To measure the average of \(A^{opt}_2\) on mixed state \(\rho (B_z)=p\vert g\rangle \langle g\vert +(1-p)\vert e\rangle \langle e\vert ,\) we replace the input state \(\vert g\rangle\) by \(\rho (B_z)\). The output state is then,

\(\begin{aligned} \rho _{out}=p Q \vert g\rangle \langle g\vert Q ^{\dagger }+(1-p) Q \vert e\rangle \langle e\vert Q ^{\dagger }, \end{aligned}\)

(34)

where \(Q =DB_2e^{i\chi }U^{\dagger }RB_1\). The intensity that the detector measures is

\(\begin{aligned} I(\chi )=\vert \text {Tr}(\rho _{out})\vert ^2=pI_g(\chi )+(1-p)I_e(\chi ), \end{aligned}\)

(35)

where \(I_g(\chi )=\vert \langle g\vert Q ^\dagger Q \vert g\rangle \vert ^2\) and \(I_e(\chi )=\vert \langle e\vert Q ^\dagger Q \vert e\rangle \vert ^2.\) Substituting Q into \(I_x\) (\(x=g,e\)), we find

\begin{aligned} I_x(\chi )=1+\langle x\vert R^2\vert x\rangle +2\vert \langle x\vert A_2^{opt}\vert x\rangle \vert \cos (\chi -\zeta _x), \end{aligned}

and \(\langle x\vert A_2^{opt}\vert x\rangle =\vert \langle x\vert A_2^{opt}\vert x\rangle \vert e^{i\zeta _x}.\) In experimental implementations, the intensity \(I(\chi )\) together with \(\langle x\vert R^2\vert x\rangle\) (the average of Hermitian operator \(R^2\) on state \(\vert x\rangle\)) can determine the average of non-Hermitian operator \(A_2^{opt},\) as both \(\vert \langle x\vert A\vert x\rangle \vert\) and \(\zeta _x\) can be inferred from the intensity \(I(\chi )\).

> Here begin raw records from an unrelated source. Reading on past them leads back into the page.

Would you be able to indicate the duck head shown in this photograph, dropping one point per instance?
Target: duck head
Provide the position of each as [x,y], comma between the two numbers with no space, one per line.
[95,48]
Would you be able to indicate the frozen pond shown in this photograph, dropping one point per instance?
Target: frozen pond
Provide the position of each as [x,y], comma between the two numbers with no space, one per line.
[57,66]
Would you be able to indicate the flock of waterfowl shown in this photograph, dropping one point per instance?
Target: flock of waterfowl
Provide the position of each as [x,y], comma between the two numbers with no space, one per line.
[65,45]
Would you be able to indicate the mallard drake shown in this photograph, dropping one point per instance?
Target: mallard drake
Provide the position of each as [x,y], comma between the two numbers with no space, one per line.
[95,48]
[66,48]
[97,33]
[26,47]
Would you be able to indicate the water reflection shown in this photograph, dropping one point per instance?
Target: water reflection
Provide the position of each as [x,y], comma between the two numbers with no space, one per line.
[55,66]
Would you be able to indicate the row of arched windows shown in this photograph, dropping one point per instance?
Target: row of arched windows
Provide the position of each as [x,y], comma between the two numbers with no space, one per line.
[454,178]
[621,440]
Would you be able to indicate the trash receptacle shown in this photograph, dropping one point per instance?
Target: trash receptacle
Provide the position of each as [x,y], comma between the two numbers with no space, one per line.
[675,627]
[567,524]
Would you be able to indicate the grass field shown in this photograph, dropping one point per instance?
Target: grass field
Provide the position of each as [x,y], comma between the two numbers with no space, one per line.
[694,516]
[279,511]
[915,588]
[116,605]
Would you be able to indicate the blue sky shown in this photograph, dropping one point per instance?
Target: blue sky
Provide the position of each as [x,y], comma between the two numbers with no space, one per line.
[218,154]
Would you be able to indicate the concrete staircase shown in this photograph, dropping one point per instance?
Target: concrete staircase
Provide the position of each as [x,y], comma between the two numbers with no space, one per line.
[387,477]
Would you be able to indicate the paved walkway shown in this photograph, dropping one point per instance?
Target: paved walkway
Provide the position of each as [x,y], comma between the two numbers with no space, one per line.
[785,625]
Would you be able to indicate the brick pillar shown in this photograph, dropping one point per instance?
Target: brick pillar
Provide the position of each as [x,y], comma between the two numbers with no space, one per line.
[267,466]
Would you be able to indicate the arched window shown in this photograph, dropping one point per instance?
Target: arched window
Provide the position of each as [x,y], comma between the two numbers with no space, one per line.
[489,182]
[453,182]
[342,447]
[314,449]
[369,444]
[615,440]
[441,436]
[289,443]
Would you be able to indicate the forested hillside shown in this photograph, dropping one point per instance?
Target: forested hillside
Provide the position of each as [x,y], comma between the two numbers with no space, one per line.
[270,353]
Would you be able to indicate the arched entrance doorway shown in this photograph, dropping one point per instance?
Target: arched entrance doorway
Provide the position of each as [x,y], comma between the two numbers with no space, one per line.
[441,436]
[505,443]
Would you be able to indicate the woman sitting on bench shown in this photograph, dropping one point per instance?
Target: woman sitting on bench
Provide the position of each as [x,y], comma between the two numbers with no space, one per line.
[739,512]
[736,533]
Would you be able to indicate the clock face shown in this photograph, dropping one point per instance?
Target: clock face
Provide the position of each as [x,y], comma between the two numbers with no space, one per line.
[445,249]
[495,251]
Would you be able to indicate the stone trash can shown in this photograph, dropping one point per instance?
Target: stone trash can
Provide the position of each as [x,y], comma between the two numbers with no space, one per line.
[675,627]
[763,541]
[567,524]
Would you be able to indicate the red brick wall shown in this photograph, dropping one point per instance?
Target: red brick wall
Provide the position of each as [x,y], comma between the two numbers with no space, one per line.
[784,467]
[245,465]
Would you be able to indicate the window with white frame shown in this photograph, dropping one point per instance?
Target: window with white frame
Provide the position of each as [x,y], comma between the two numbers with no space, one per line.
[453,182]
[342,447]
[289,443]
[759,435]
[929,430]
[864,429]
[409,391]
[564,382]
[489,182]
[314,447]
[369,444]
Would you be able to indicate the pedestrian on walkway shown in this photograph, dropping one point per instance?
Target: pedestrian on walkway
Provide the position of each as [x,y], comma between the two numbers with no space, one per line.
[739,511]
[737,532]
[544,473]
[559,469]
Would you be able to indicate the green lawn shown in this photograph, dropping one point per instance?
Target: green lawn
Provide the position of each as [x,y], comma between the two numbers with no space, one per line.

The framework of quantum mechanics in which observables are associated only with Hermitian operators constrains the optimization in quantum parameter estimation. Considering the fact that in the past two decades the non-Hermitian physics has attracted fast growing interest in various research field, we have extended measurements from Hermitian operators to all operators including non-Hermitian ones. With this extension, a previously unknown expression for quantum Fisher information has been derived and a new quantum Cramér-Rao bound has been established. The saturation of the bound has been analyzed and the optimal measurement to attain the bounds have been given. The theory was elucidated with two experimentally feasible systems. In the example of phase estimation, we find that mixed states can further enhance the sensitivity of phase estimation with measurements of non-Hermitian operators. While in the example of adiabatic quantum parameter estimation for the estimation of magnetic fields on a nuclear magnetic resonance, the variance of the magnetic field under estimation can reach arbitrary small values depending on the encoding states. A setup to measure non-Hermitian operator was also proposed.